That’s exactly what iStock had. Getty Images had an image of a single scientist presenting, but you didn’t see the people he was presenting to. Science Photo Library, which has far less to choose from, also didn’t have people presenting visible data. The three comps are below:

Side Note / ProTip: You can find that image from Getty Images, as well as many images that Getty Images labels as “royalty free” on iStock (or other stock image sites) for way less money. Getty will absolutely fleece you if you let them. Do a reverse image search to find the cheapest option.

Considering the initial idea we wanted to convey, I have to give this round to the AI. The images are unique, and while they lack some realism, so do the stock images.

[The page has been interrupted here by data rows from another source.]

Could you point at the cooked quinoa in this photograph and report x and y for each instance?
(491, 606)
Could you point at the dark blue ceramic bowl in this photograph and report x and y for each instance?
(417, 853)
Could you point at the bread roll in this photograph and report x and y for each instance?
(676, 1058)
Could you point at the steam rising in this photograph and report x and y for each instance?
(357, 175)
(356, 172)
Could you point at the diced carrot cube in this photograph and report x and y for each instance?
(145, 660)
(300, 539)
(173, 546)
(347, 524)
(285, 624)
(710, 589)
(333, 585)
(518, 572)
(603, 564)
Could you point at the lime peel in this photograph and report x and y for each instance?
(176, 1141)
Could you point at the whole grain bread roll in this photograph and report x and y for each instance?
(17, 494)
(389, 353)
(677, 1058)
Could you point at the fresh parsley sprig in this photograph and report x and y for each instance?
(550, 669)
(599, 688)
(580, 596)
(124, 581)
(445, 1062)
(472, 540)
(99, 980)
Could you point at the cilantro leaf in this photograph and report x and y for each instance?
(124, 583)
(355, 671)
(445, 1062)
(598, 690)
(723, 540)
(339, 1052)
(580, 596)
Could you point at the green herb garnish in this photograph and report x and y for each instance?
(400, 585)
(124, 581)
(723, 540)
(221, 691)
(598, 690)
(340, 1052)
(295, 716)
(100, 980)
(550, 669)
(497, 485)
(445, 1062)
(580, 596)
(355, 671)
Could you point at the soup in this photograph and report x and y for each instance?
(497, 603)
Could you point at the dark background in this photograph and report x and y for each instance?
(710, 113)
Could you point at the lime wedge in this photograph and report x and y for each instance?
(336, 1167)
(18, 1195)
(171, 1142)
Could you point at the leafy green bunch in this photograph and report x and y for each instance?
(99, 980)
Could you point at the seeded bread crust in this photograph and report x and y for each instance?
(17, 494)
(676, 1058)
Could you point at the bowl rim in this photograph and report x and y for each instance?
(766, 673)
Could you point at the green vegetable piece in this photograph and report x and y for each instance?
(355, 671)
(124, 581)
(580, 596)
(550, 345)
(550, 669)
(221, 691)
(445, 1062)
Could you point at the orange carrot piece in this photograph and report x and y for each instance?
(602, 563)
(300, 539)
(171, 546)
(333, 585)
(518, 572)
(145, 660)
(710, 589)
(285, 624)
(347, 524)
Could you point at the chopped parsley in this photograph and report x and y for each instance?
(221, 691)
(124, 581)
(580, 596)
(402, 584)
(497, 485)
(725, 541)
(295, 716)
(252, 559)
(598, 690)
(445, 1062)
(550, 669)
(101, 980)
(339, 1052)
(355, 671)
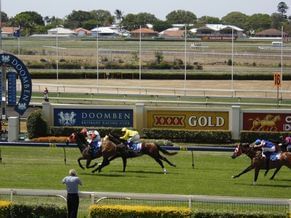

Round 3 goes to AI. AI 1 – 2 Stock.

Let’s see if Dall-E or Stable Diffusion can do better in the other categories.

Round 4: A close up of liquid dripping from pipette tips on a high-throughput automated liquid handling system.

I’ve seen nice stock imagery of this before. Let’s see if AI can match it, and if I can readily find it again on the stock sites.

Round 4 AI Fails

Dall-E had a long string of images which looked like everything shown was made entirely of polystyrene and put in the autoclave at too high a temperature. You might have to click to expand to see the detail. It looks like everything partially melted, but then resolidified.

Stable Diffusion is more diffuse than stable. Three of these are the best that it did while the fourth is when it gave up and just started barfing visual static.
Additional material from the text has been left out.